A cluster of DGX1 server systems was used to compute this result. The computation took about 8 days running on average of 4 systems (32 GPUs total) at a time. A second verification run took about 5 days running on average of 8 systems at a time. The verification run was performed with a different set or random numbers for zobrist hashes. Obviously this doesn't guarantee correctness as there could be bugs in my program - but at least the verification run avoids the possibility wrong result due to hardware instability or hash collisions.
makes use of GPUs to explore the tree and count no. of leaf nodes. It can make use of multiple GPUs in a system and now also supports a network mode where one can run the program on multiple systems on a network and these instances will communicate with each other to avoid duplicate work.
perft is basically a brute force problem - just exploring a tree and counting leaf nodes. When I first started with GPU version of perft - back in 2013, I was doing it just to see if GPUs are suitable for integer calculations and irregular problems like move generation for chess.
Most of the initial optimizations were focussed in improving speed of move generation. After many experiments I found that a breadth first search kind of approach works best for the GPU. My program starts exploring the tree in depth first manner on CPU. When a certain depth is reached a GPU function (kernel) is launched to compute perft of the subtree. The launch depth (currently 6) is chosen to make sure GPU kernel will be able to fit the entire subtree in memory. If it fails to do so, the kernel returns failure and multiple launches are made at depth-1. The GPU kernel explores the tree in breadth first manner. At every level, GPU kernels are launched to count and then generate child boards - which are then used for next level.

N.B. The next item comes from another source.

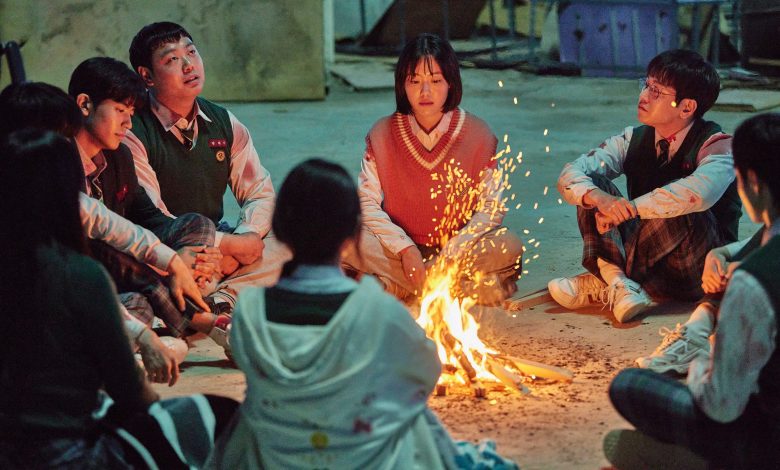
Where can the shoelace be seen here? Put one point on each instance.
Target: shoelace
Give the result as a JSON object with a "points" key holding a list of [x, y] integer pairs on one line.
{"points": [[617, 291], [592, 284]]}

The no of threads launched is equal to the no of frontier nodes (i.e, every thread processes one board position). At depth = 1 (just above leaves), a special kernel is launched to perform bulk counting (without actually generating child boards). For details of simple GPU perft routine see the function perft_bb_gpu_simple().

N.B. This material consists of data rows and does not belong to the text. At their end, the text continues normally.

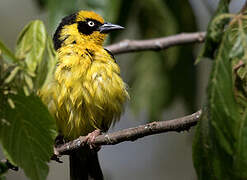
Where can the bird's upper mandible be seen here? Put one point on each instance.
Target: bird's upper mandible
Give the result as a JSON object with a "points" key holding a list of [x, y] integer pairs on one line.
{"points": [[82, 28]]}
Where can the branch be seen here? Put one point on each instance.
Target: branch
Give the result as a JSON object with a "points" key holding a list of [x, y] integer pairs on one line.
{"points": [[132, 134], [156, 44]]}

Soon I realized that if I want my perft program to be competitive and to be able to compute bigger perfts, I need transposition tables to avoid duplicate work. I still launch GPU work in breadth first manner. Before launching new kernel with all frontier nodes, a small separate hash table is used to find (and discard) duplicates in the current set of frontier nodes. The bigger transpositions tables are used in similar way as a CPU perft routine would use - i.e, in case of a hit, return value from hash table without exploring the node any further (for breadth first search, the node is removed from the list of frontier nodes). There are more than a single main hash table - different hash tables for different 'depths'. For depths that are explored on CPU, a lossless hash table is used (hash table with chain to hold multiple entries at same slot). For depths that are explored on the GPU, there are some hash tables in video/device memory (shallower levels) and some in system memory (deeper levels). These hash-tables can't hold all entries and act more like cache. See perft_bb_gpu_simple_hash() for more details.

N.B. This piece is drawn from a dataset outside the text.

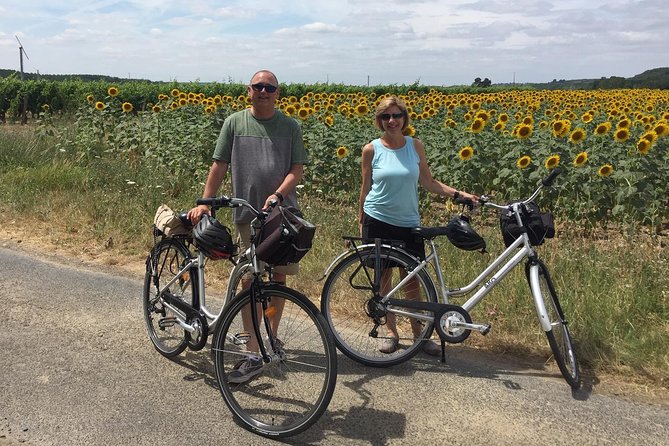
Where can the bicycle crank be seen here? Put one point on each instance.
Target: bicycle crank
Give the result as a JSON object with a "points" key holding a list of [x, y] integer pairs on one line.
{"points": [[454, 324], [197, 338]]}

Once I had my perft programming running and working well on single GPU, I wanted to experiment with scaling/distributing the work across multiple GPUs. Last year, for perft(14) verification I added some code to distribute sub-trees to different GPUs on a single system. The distribution happens at the root - every GPU gets a different set of sub-trees to explore. CPU worker threads are launched corresponding to each GPU on the system. These CPU threads are responsible for managing one GPU each. Each thread starts exploring a sub-tree and launches GPU work when GPU launch depth is reached. The CPU side hash tables are shared among these threads, and even the system memory hash tables used by GPU perft are also shared. However the device memory hash tables are not shared.
A few months back I decided to try distributing the problem to multiple systems (nodes on a cluster) - in the hope of computing perft(15) in reasonable amount of time. A shared file on network is used to hold a list (ip addresses) of all currently active nodes. Whenever a new instance comes online, it requests the first node in the list to send the complete CPU side hash table (the lossless one). It then adds its own IP address to the list. Whenever a node adds a new entry to CPU side hash table, it broadcasts this entry to all other nodes in the list. In case a node is no longer reachable, it's removed from the list (by the first peer that detects). This way the CPU side hash table is kept in sync across all instances of the program.
Disclosure: I work for Nvidia but chess programming is a personal hobby. I would like to thank my employer for letting me to use cycles on the cluster for this computation.